Les militants pour les droits des femmes en Inde ont salué une nouvelle législation durcissant les sanctions contre les crimes sexuels, mais ils la jugent encore bien insuffisante pour lutter contre des attitudes culturelles sexistes, y compris au sein du système judiciaire.

La chambre basse du Parlement a approuvé mardi soir un projet de loi qui prévoit notamment une peine de 20 ans de prison minimum pour viol en réunion, au lieu de dix ans auparavant.

Le texte prévoit aussi la peine capitale en cas de mort d'une victime de viol ou si la victime se retrouve dans un état végétatif. Selon la loi actuelle, les violeurs encourent une peine d'emprisonnement de sept ans minimum.

Les associations de défense des droits des femmes ont salué l'élargissement de la définition des affaires à caractère sexuel, comme le harcèlement, la filature, les attouchements, le voyeurisme et même les attaques à l'acide.

Ce projet de loi, qui doit à présent être approuvé par la Chambre haute, a été voté trois mois après le viol collectif d'une étudiante, décédée des suites d'une agression qui a profondément choqué le pays. Plusieurs autres affaires de viol ont depuis défrayé la chronique.

Ranjana Kumari, directrice de l'association Centre for Social Research, a en particulier loué la décision de sanctionner des policiers qui n'auraient pas enregistré de plaintes pour harcèlement ou agression sexuelle.

«Cela va beaucoup aider à mettre fin à la culture de la honte qui entoure les victimes de crimes sexuels. Elles n'auront plus peur d'aller voir la police si elles sont attaquées», a-t-elle jugé, interrogée par l'AFP.

Mais ce projet de loi fait encore preuve de sérieux manquements, estime-t-elle, citant notamment le refus des parlementaires de criminaliser les violences conjugales, y compris le viol, et de durcir les sanctions contre les attaques à l'acide en les faisant passer de 7 ans de prison à la prison à vie.

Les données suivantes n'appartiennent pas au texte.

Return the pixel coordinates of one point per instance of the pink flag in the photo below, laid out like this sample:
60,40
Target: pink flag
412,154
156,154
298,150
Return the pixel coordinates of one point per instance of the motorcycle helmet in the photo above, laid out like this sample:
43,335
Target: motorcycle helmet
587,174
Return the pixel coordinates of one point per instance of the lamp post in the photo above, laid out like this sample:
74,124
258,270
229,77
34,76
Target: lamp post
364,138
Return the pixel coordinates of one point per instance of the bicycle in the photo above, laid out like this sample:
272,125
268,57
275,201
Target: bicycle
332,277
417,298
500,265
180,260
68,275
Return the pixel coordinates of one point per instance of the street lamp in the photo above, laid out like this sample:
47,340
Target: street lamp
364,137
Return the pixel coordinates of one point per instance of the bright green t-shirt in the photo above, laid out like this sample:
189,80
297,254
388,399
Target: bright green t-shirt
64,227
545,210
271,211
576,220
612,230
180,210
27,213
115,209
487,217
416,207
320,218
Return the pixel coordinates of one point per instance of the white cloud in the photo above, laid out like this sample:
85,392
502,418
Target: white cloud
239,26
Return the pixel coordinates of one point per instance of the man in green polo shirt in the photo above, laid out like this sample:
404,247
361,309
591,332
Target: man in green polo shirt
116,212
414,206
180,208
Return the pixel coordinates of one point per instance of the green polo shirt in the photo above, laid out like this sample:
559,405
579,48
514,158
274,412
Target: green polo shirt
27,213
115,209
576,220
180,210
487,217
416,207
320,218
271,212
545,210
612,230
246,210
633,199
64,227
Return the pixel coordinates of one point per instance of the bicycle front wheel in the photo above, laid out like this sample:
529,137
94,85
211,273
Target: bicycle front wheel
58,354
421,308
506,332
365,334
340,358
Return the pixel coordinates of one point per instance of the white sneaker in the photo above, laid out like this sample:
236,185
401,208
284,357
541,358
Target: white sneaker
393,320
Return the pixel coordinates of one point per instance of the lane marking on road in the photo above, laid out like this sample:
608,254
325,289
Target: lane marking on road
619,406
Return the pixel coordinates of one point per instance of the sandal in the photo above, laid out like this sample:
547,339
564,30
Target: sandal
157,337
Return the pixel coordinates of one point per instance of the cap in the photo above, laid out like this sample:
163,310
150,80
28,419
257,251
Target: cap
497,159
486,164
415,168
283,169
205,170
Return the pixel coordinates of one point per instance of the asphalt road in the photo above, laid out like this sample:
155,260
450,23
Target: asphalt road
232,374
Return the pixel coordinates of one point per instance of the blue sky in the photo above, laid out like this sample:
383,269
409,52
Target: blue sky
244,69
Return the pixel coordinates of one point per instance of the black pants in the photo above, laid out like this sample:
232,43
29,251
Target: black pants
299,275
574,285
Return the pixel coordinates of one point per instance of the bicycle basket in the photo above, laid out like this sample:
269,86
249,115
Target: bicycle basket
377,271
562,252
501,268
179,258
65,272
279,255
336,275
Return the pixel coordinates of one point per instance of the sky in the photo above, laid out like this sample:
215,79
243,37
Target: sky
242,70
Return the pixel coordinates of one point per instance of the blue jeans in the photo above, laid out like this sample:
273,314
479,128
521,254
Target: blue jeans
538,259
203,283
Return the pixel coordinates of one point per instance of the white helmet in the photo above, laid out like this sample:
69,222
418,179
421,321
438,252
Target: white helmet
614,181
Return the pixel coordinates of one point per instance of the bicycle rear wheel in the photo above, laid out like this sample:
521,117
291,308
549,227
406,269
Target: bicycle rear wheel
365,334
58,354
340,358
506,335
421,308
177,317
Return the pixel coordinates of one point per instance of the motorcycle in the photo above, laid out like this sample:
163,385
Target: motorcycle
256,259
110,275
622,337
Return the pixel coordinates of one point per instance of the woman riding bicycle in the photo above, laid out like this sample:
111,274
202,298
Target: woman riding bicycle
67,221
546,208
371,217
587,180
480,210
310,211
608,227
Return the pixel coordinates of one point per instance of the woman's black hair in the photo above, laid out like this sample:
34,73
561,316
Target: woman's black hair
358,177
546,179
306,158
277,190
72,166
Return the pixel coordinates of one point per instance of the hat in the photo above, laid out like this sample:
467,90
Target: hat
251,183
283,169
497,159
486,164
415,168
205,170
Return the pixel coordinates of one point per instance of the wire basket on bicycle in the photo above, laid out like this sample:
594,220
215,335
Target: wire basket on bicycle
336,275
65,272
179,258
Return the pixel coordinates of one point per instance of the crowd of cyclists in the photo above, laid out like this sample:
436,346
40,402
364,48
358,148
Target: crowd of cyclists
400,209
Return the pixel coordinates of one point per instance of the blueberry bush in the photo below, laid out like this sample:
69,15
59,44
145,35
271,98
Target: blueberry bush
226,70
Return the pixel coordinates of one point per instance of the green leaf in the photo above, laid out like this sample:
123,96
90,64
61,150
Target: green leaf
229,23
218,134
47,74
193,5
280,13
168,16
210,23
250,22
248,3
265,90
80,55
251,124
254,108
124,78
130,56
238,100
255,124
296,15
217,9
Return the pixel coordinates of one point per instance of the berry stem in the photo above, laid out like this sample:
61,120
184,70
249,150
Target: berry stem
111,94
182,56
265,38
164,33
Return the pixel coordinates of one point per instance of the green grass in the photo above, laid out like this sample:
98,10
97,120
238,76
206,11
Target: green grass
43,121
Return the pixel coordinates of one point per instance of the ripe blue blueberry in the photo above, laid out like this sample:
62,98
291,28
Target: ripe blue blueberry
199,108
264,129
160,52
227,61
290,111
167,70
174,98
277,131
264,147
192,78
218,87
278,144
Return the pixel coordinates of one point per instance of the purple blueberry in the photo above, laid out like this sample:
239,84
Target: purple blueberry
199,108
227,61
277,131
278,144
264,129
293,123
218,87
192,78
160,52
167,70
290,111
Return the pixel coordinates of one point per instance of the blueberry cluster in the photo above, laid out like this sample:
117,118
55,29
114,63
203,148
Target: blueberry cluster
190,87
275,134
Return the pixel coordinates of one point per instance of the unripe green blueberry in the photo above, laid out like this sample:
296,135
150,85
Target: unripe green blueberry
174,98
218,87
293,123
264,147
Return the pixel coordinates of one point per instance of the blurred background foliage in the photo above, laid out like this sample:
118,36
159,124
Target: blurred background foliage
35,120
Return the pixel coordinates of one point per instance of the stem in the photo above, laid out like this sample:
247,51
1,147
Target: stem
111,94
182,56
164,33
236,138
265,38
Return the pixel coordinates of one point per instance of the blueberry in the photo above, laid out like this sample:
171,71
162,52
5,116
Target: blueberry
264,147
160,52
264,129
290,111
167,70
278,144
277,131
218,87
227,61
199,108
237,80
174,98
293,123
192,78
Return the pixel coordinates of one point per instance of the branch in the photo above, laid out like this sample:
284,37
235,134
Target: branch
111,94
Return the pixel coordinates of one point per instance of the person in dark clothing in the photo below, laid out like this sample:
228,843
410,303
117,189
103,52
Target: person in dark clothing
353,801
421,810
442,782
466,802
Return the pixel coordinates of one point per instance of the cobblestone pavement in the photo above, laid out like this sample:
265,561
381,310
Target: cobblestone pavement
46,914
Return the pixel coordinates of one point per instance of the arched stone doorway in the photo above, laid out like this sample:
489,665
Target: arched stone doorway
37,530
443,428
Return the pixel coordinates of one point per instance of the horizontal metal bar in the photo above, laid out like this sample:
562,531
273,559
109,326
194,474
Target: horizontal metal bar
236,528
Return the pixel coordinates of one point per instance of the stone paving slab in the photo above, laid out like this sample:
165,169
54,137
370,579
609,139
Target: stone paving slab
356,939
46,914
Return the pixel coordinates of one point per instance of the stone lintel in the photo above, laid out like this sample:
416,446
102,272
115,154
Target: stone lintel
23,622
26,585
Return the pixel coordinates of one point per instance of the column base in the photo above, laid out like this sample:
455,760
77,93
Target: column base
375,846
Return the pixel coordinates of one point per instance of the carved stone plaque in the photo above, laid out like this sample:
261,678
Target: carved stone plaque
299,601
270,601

«Leur échec à augmenter les peines pour de si fréquents et abominables crimes, comme les attaques à l'acide, alors qu'une femme souffre pour le restant de ses jours, montre clairement qu'ils ne les prennent pas au sérieux», dénonce Mme Kumari.

La nouvelle législation n'a pas non plus de disposition particulière pour les affaires d'inceste et elle n'a pas répondu aux demandes de certains parlementaires pour des sanctions plus sévères à l'égard du trafic d'enfants, souvent enlevés pour alimenter l'industrie du sexe.

L'adoption par la chambre basse du Parlement survient quatre jours après le viol en réunion d'une campeuse suisse de 39 ans, dans le centre de l'Inde, et le jour même où une touriste britannique a sauté par la fenêtre d'un hôtel à Agra (nord) pour échapper à deux hommes voulant entrer de nuit dans sa chambre.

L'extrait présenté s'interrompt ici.